La religion devrait être un élément d’union. Malheureusement, et de nos jours, on retrouve la religion comme un élément de désunion. La religion est quelque chose de propre et ne peut pas être salie par la politique, les affaires, l’économie ou autres. L’année passée, interviewant des Siciliens de Tunisie, pour mon dernier livre, je leur ai posé une question sur le problème religieux. La dame me regarda ahurie. « Mais monsieur, pourquoi parlez-vous de problèmes », répondit-elle ? C’était bien évidemment l’époque où la politique ne se mêlait pas à la religion et où les gens partageaient ensemble les fêtes de l’Aïd, de Noël, ou de la Pâque juive. Chaque religion exalte le partage. Pour l’extrémisme, il n’y a pas de place en Tunisie.
Ya-t-il à travers vos livres une vision de la société tunisienne ou italienne des années 20 ? 30 ? 40 ? à nos jours ?
Mon dernier ouvrage « Mémoires et contes de la Méditerranée, l’émigration sicilienne en Tunisie au XIX et XX siècles » paru aux éditions MC et écrit avec Flaviano Pisanelli, Professeur à l’université Paul Valery de Montpellier 3, nous livre une vision des années 20, 30, 40, jusqu’aux années de l’indépendance de la Tunisie. J’ai décidé d’écrire ce livre parce que cette histoire sur l’émigration italienne et sicilienne est très mal connue en Tunisie, en Italie, en France et ailleurs. C’est une histoire qui commence au début de l’unité d’Italie en 1861 et se termine en 1964, où on assiste en Tunisie à un exode de la rive nord vers la rive sud de la Méditerranée. Cet ouvrage, bilingue, en français et italien, raconte à travers des interviews de Siciliens de Tunisie restés en Tunisie et aux Siciliens de Tunisie partis en Italie, en France, au Canada et aux Etats-Unis, leurs émouvantes histoires de vie dans un pays qu’ils continuent à considérer comme étant le leur : la Tunisie.

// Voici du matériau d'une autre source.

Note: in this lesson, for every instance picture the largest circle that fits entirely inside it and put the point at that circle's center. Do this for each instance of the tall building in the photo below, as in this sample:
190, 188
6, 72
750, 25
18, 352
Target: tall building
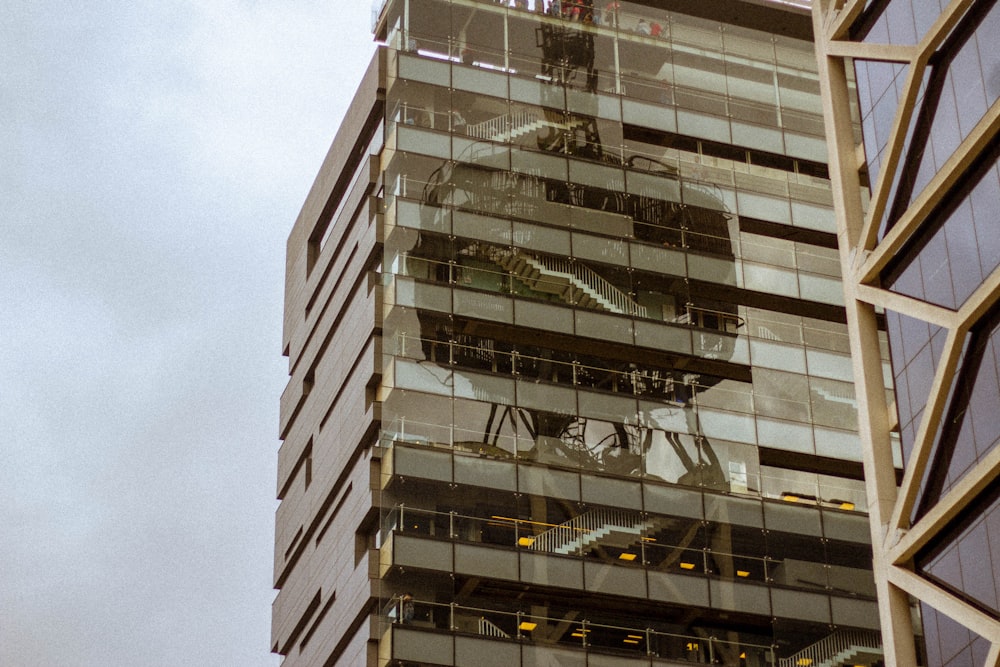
917, 205
570, 375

La déchirure suite au départ de la Tunisie, à la nationalisation des terres en 1964, nous montre la vraie histoire jamais racontée, car il ne s’agit pas seulement d’une recherche d’archives, mais il s’agit d’une recherche anthropologique et sociale faite, si je peux ainsi m’exprimer, depuis le bas.

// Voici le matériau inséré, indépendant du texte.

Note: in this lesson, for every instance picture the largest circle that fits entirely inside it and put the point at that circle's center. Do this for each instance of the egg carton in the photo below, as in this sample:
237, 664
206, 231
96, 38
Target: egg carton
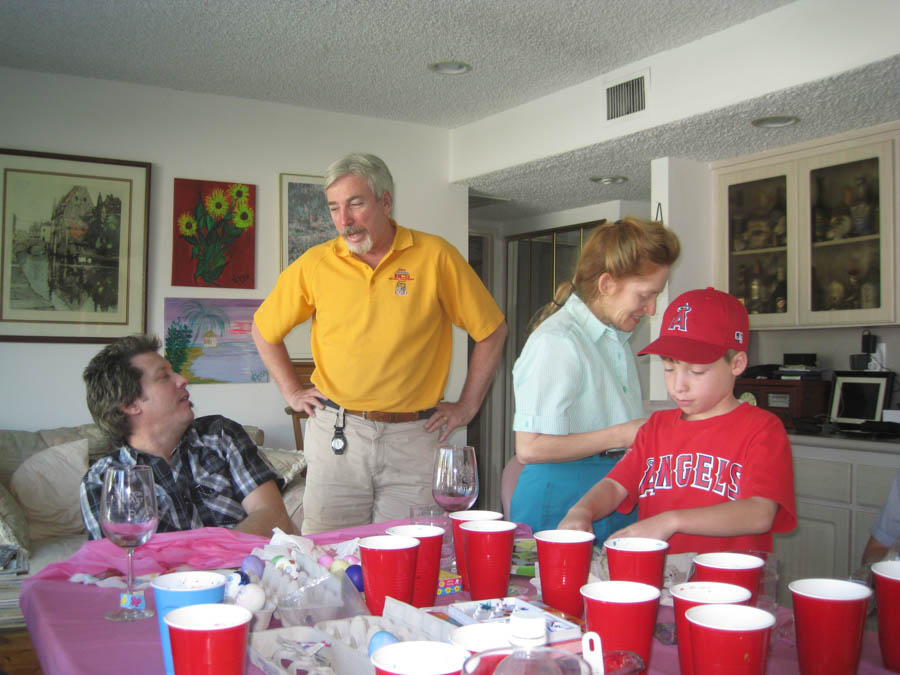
302, 650
403, 621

Enfin, j’ai pu donner la parole au peuple sicilien que je cite dans mon livre comme le « peuple muet », auquel on n’a jamais donné la parole, bien qu’une bonne partie des grandes villes tunisiennes comme Tunis ou bien Sfax ont été construites par des Siciliens.
Les Siciliens, ont ainsi laissé en Tunisie, des traces tangibles jusqu’à nos jours : la cuisine, l’architecture, la pêche, la langue…
Une infinité de mots d’origine sicilienne est présente de nos jours dans la langue tunisienne. Le Tunisien est une langue et non un dialecte. Des mots tels « gebia », « giurana », « zibbibbo »,« coffa », « maccarouna », « pisci limouni » … et la liste est bien longue.
Mais je voudrais aussi souligner que ce livre est aussi une dénonciation envers l’Etat italien de l’époque et de l’ambassade d’Italie de l’époque qui, au lendemain de l’Indépendence et suite à la panique qui s’était installée parmi les Italiens, n’ont rien fait pour entreprendre des pourparlers avec le gouvernement de Habib Bourguiba. L’ambassade a donc préféré faire partir tous les Italiens, les déracinant de leur pays et de leurs origines.
Mais les Italiens quittèrent le paradis pour l’enfer. Ces rapatriements organisés par l’Etat italien, tous les mercredis, le navire quittait le port de Tunis pour Palerme et Naples. Ce fut l’horreur. Les Italiens seront « garés » dans ce qu’on appelait à l’époque les « camps des réfugiés », des casernes abandonnées, sales, avec des conditions d’hygiène inexistantes, un repas rance, servi dans des tasses en aluminium. Les toilettes pour hommes et femmes confondus, étaient l’une pour cinquante personnes. Voilà comment l’Etat italien a accueilli ses co-nationaux !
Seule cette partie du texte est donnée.